Earlier today, I led a 90 minute discussion of themes from my recent book on disability with a dozen or so faculty and staff at the college. It was a really encouraging discussion in a number of ways and I hope to be able to make a video of it available in the future. But here I want to note one of the issues I talked about, which I called ‘the curse of good intentions’.

One of the ways we go wrong with respect to excluding people (with disabilities or because of their race or …) is that we often think our intentions matter more than they really do. Don’t get me wrong, I think that intentions matter. I think it’s less problematic for someone to unintentionally exclude me than to intentionally exclude me. But intentions aren’t all that matter. Intentions often go really wrong. As I said today, it was often good but incredibly misguided intentions that led parents to send their disabled children away to institutions like Willowbrook.

Good intentions don’t exonerate. The ‘curse of good intentions’ is that we often think they do.

Tonight Timehop reminded me of this series of tweets I wrote two years ago after advocating for a student in an IEP meeting:

[Image description: A series of four tweets that collectively read: “Well meaning, helpful people does not a good social structure make. Criticizing a social structure does not entail thinking ill of the people that are in that structure. But if the structural problems are pointed out and you’re not willing to listen and work to fix the system, but instead blame the disadvantaged or fall back on mere good intentions, you’re part of the problem. Whether you realize it or not.”]

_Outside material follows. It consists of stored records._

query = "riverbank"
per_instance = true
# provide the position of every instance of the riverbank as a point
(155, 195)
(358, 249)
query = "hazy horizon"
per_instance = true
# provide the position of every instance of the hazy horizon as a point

These comments are also related to some of my critiques of the power-dynamics often at work in IEP meetings in my chapter “Public Policy and the Administrative Evil of Special Education.” Those interested can read it HERE. It also contains one of my favorite footnotes in anything I’ve published.

Tonight, in preparing for my philosophy of religion class tomorrow in which we’ll discuss a paper by theologian James Cone on “Theology’s Great Sin,” I again came across these related words:

It is important to make a distinction between personal prejudices and structural racism (p. 144).

Cone recognized that one need not have racist intentions in order to contribute to structural racism. Having good intentions sometimes makes it harder for us to recognize the structural barriers, burdens, or harms that we’re contributing to. And when we appeal to our mere good intentions to exonerate ourselves, we become part of the problem.